The Comforts of Home

Home > Historical > The Comforts of Home > Page 19
The Comforts of Home Page 19

by Jodi Thomas


  He groaned and she almost apologized. “If you talk any more I’ll have to write everything down for your obit. We both know I had to stand in line in high school just to get to talk to you. Half the guys in town wish they were you right now.”

  He turned to face her, anger flashing in his eyes. “You’re right. I’m sorry to unload on you, but you started it. You brought me here.” He leaned down and kissed her hard on the lips. Not a sweet kiss, or a loving kiss, but a challenge.

  “That’s what I think about, Rea.” He stepped back, still angry. “That and a whole lot more. I think about you.”
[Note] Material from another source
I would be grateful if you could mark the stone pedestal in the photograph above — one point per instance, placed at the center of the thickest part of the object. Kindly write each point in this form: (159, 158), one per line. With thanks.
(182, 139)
  She watched him, more confused than mad. Who was this man and what had he done with Noah? Slowly, the truth sank in. Noah was no longer a kid. Part of her had kept him in her mind and heart as the boy she’d first met, but this man before her was different.

  When she didn’t move, he broke the silence. “Forget what I said. Hell, forget that I kissed you. Let’s go back and see if old Jeremiah has his sweetheart from over sixty years ago in bed yet.”

  She laughed, glad to have the Noah she knew back. The man she’d glimpsed was too unsettling. “Stop it. I don’t even want to think about Aunt Pat and Jeremiah that way.”

  “Trust me, Rea, fighting is just one step away from foreplay. Her support hose might already be around her ankles.”

  Rea took off running.

  “What’s your hurry?” Noah smiled. “It’s going to take them a while.”

  “I’ve got to stop it. What if Aunt Pat gets pregnant?”

  The old Noah was almost back as they drove home. He made all kinds of jokes about the old couple and what the families would have to say about them rolling in the hay.

  Rea knew Noah’s joy was forced, but she didn’t care. She had her best friend back for a time. Maybe he’d forget about the kiss he’d given her. Maybe she would too.

  When they reached the house it was almost dark. Rea jumped out of the pickup and looked back at him still sitting in the cab. “Aren’t you coming in?” she asked. “Cindy’s making smothered burritos.”

  Noah slid over to the driver’s side. “I think I’ll go for a drive if you got enough gas in this old thing.”

  “It’s standard. Can you handle shifting with your arm in a cast?”

  “I’ll manage.” He shoved the gearshift into reverse and was gone before she could offer to go with him.

  Reagan watched him drive out onto Lone Oak Road. When she walked back to the porch, Jeremiah was sitting in his favorite chair.

  She sat down next to him, knowing better than to ask him how he was feeling.

  “That Noah?” he said after a few minutes.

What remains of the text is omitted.